Large-scale deforestation in Sumatra. Images courtesy of Google Earth and the NASA Earth Observatory

“Along the way they have removed indigenous people from their lands are reported to regularly fail to pay even the low Indonesian minimum wage,” he continued. “APP are widely considered to be the worst fibre manufacturer in the world, are treated as embarrassment by other companies and have earned their reputation for being ‘triple bottom line unsustainable.'” The company has been accused also of financial mismanagement and opportunism.



Many companies and NGOs have been cutting ties with APP due to its failure to improve its environmental standards. WWF has been supporting boycotts of APP products for nearly five years. In February of last year The Rainforest Alliance ended a partnership with APP, while in November the Forest Stewardship Council (FSC) also dropped APP. Most recently, American office giant Staples stopped carrying APP products.



Woolworths however, despite protests and negative media attention, continues to carry APP products. “They said they would look into allegations,” Woods said. “After that they stated they are committed to a review of their supply arrangements. But one year on, the APP made product is still on the shelves and Woolworths has continued its refusal to meet and even discuss the matter.”



Woolworths purchases APP for its company label, called ‘Select Brand’. According to Wake Up Woolworths campaign, before 2007 ‘Select Brand’ carried stickers stating that the product was produced from ‘sustainable forest fibre’ which was ‘sourced from a certified environmentally managed company that is environmentally, socially and economically responsible’. When confronted with the issue, Woolworths kept the products on the shelf but covered over the sticker stating its ‘sustainability’.



Tim Woods, when asked if he believed that Woolworths was deliberately misleading the public, he replied that “yes, unfortunately I do.” He continued: “Woolworths didn’t just accept a label from APP, they made their own. They made up their own bogus sustainability logo as well and they stuck it onto the products as a point of difference with other products. They engaged in serious greenwashing because they say they checked the products and certifications before they labeled them. The fact is that Australia’s competition regulator stated after their independent investigation that Woolworths was unable to prove the source of their products or the veracity of any of their claims.”



Slash-and-burn agriculture in Kalimantan on the island of Borneo. Photo by R. Butler.

In 2007 Woolworths announced a sustainability strategy to carry it through 2015. Although, the plan carries several strategies to lessen the company’s carbon footprint, it does not include any plans regarding the company’s role in tropical deforestation, although such deforestation makes up 15-20 percent of the world’s annual carbon. There is no mention of APP in the report, either. In the report Woolworths does claim that the consumers choices are largely external to the company: “Consumer preference and purchasing behavior is determined by a range of factors, most of which are outside our direct control.” Woods disagrees, “They (Woolworths) drive consumer behavior and carefully manipulate it. Hiding behind consumers as all informed and self directed participants who tell Woolworths what to do is nonsense. An example demonstrates the point more than adequately. If Woolworths did not stock any products made by APP would consumers be contacting them demanding that they do so? Of course they would not.”

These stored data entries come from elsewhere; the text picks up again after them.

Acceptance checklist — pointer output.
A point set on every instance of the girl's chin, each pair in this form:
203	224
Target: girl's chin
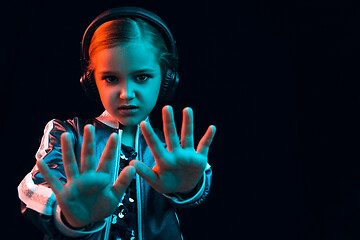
129	121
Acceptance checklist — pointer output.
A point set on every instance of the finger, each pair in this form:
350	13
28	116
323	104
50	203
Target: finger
145	172
123	181
187	132
88	149
206	140
45	171
69	159
107	157
171	136
153	141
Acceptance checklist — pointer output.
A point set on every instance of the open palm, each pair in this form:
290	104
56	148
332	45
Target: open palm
88	196
178	169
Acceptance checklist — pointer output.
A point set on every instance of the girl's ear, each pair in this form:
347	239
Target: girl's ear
88	84
169	83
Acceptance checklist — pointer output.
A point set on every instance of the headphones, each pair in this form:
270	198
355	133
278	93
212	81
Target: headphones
170	77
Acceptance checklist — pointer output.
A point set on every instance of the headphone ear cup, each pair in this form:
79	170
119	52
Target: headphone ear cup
88	84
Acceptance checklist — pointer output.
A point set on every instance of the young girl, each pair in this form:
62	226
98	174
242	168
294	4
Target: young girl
75	190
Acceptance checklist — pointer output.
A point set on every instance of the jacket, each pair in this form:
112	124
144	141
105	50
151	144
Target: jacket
156	218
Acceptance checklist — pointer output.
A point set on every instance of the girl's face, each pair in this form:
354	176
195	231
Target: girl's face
128	79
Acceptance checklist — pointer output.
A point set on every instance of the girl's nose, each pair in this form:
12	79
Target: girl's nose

Woods believes the issue is purely a matter of profit: “The reason they use APP product for their private ‘Select Brand’ label is because its cheap and they make higher margins. To them that’s what seems to be sustainable. If they put anything into their sustainability plan about APP they would be obliged to do something, so failing to identify the problem avoids the necessity to act in their minds.”



Woolworths was contacted to comment on this article, but did not reply.